Transatlantic Exploration in the Era of Humboldt
Date of Conference: October 1, 2009
The History Department, the College of Liberal Arts of the University of Texas at Arlington (UTA), and the Transatlantic History Student Organization (THSO) are pleased to sponsor the Tenth Annual Graduate Student Symposium on Transatlantic History. Since 2000, this symposium has become an excellent venue for the discussion of the interrelations between and among peoples of the Atlantic World.
Alexander von Humboldt (1769 –1859), German naturalist and explorer, is considered the first to describe the Americas in a modern scientific context. His explorations of Latin America and his visit to the United States in 1804 had profound economic, political, and social effects on the nations of the Atlantic Basin. Humboldt’s work greatly influenced the European perspective on viewing, exploring, and codifying the transatlantic world. In celebration of his achievements, and on the sesquicentennial anniversary of his death, we are soliciting papers related to transatlantic exploration, travel writing, and cartography in the era of Humboldt (late eighteenth- and early nineteenth- century).

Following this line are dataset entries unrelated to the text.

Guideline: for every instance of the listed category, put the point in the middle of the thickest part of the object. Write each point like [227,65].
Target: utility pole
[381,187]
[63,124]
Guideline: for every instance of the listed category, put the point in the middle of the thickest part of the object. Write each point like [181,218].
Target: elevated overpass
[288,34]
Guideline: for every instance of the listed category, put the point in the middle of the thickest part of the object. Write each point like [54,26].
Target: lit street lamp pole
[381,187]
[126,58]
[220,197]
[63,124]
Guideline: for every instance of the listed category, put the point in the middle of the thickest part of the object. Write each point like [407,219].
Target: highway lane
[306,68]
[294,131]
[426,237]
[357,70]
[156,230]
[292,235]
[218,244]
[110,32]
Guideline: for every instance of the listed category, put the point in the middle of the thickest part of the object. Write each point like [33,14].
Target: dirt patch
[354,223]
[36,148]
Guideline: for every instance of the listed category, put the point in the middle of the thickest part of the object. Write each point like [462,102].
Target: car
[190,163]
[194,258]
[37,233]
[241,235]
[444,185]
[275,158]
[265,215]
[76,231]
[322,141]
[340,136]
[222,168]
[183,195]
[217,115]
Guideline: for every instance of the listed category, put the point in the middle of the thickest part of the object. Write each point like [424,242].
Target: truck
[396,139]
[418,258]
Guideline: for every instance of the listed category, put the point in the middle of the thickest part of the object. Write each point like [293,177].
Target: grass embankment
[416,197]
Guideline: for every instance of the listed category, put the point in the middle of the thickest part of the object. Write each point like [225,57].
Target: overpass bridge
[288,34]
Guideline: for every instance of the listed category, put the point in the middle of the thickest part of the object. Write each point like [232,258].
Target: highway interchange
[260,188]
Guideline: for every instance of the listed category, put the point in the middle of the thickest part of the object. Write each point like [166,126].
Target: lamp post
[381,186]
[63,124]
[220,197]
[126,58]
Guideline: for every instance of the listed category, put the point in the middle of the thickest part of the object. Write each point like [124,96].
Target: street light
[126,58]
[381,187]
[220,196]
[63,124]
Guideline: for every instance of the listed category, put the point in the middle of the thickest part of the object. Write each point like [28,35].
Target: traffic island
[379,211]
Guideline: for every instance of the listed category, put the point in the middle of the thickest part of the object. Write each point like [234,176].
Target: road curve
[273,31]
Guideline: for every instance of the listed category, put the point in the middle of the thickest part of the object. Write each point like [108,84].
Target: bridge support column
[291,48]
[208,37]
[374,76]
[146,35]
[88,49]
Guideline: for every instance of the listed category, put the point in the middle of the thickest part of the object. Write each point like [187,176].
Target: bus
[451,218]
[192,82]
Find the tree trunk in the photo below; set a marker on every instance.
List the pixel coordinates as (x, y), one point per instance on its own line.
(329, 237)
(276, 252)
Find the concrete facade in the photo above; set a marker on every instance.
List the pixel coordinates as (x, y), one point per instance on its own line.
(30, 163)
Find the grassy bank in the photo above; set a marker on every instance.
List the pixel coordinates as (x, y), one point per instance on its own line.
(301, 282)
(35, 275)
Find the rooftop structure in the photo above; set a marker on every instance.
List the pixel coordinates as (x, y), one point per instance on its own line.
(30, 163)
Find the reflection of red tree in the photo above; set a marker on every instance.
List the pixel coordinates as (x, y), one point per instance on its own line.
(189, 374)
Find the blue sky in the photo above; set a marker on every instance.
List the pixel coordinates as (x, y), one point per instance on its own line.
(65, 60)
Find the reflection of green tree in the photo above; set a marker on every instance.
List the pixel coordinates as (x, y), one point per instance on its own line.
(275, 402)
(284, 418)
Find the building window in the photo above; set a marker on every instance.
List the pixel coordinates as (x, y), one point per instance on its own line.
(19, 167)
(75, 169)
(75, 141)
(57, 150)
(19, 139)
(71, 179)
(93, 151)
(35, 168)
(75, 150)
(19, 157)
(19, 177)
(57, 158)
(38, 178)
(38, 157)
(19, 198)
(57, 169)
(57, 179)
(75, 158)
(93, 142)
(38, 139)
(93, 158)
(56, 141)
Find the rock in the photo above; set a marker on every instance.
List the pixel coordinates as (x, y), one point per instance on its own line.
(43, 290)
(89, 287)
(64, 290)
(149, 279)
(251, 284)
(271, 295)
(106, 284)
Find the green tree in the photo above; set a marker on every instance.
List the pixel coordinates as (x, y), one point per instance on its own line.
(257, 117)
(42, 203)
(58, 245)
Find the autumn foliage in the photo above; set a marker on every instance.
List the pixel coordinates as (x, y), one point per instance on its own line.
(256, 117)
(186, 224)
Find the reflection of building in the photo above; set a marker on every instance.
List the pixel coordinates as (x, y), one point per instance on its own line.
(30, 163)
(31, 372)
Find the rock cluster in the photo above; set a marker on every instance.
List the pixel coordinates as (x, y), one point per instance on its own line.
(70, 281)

Graduate students from history and other disciplines are invited to submit a three-hundred-word abstract and abbreviated curriculum vitæ by July 15, 2009. Please include your e-mail and mailing address to ensure that you can be reached during the summer of 2009. Authors of papers accepted for a twenty-minute presentation will be notified by August 15, 2009. Selected participants will be awarded a modest stipend to help offset travel expenses.